Though I love cooking, I do not believe that I can be a chef for my whole life. I already have trouble with standing for too long. So I believe truly and to my core that I made the right decision in not becoming a chef. (Though I preferred to be a pastry chef rather than any typical chef.)

But I now am starting to think, is my dream of being a Math Teacher the right dream to follow. I just feel that I am settling with something that I am good at and not challenging myself to find the perfect career for me. I hate that I cannot make my mind up, but it is just a constant struggle to decide. And I pray with everything, that being a Math Teacher will work out for me.

Sunday, June 13, 2010

The Beginning.

So I decided to start a blog.

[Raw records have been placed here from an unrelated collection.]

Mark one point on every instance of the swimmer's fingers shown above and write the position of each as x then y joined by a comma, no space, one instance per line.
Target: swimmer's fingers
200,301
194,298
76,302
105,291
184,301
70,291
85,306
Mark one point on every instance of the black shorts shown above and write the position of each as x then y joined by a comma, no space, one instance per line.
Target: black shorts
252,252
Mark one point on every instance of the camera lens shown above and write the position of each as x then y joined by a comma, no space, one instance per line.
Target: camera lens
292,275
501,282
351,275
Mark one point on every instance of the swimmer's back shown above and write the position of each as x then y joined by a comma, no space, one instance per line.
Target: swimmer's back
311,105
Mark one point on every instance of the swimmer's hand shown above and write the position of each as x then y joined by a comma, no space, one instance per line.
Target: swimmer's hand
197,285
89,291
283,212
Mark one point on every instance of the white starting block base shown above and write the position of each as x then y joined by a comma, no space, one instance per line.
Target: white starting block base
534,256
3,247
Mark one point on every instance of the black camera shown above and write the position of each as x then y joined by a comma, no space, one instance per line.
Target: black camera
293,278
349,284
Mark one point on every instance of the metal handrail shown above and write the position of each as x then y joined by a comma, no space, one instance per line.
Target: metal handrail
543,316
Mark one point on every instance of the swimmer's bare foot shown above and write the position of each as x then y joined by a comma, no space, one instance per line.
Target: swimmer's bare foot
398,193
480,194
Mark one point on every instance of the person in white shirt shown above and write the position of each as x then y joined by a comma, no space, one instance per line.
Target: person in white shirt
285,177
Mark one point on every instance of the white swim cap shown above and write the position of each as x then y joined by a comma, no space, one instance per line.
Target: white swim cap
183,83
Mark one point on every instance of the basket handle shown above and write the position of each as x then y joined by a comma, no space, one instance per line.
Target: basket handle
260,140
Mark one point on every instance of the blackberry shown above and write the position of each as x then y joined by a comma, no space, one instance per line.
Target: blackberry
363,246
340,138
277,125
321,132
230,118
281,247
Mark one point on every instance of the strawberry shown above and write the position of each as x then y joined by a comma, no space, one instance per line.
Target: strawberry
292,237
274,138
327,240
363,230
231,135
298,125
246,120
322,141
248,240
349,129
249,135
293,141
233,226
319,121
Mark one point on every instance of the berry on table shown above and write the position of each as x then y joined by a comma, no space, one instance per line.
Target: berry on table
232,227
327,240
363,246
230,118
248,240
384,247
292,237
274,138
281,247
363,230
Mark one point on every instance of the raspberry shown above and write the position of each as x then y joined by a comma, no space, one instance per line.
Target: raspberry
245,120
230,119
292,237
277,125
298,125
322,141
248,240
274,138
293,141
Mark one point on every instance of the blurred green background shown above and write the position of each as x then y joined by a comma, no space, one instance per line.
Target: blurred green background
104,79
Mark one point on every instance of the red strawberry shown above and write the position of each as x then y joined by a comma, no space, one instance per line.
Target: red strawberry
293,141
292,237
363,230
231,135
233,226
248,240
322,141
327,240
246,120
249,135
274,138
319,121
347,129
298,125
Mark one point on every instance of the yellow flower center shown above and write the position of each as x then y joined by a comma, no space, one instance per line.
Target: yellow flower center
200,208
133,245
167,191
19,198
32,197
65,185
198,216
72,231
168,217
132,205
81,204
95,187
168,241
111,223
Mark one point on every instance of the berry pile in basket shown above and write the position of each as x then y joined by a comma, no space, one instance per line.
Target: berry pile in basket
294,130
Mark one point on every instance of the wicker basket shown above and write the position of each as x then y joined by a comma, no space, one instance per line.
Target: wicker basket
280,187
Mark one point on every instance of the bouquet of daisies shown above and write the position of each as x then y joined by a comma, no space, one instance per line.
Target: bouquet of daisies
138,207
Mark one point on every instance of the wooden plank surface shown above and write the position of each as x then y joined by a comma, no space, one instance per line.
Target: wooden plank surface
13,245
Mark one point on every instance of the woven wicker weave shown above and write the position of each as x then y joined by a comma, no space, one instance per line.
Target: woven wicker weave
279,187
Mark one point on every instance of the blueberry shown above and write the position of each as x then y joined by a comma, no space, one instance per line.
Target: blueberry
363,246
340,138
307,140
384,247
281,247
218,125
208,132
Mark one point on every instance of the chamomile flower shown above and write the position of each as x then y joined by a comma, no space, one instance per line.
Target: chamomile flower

I really have no idea why except for the fact that I wanted to write what was on my mind. But then when I clicked "New Post," I had nothing to write about. So I sat, and I sat, and I sat, until I decided just to write anything. So here is a little bit about myself. I am 19, I go to UGA, and I am a Math/Math Ed. major. I have the most amazing friends. I love movies, so much I would rather stay-in on a Friday or Saturday night and watch one than to go out and party. Yes, I am that boring.

One of the goals i wanted to accomplish this summer was to read, read, read, and read some more. I have in total read 11 books. I have read the first nine books of the Sookie Stackhouse novels. Let me tell you, these books are to die for. READ THEM. I also read the first two Percy Jackson books. They were alright, a bit childish, but its all good.

So yah this is my first blog and I hope that my next one will have more of a theme and emotion to it.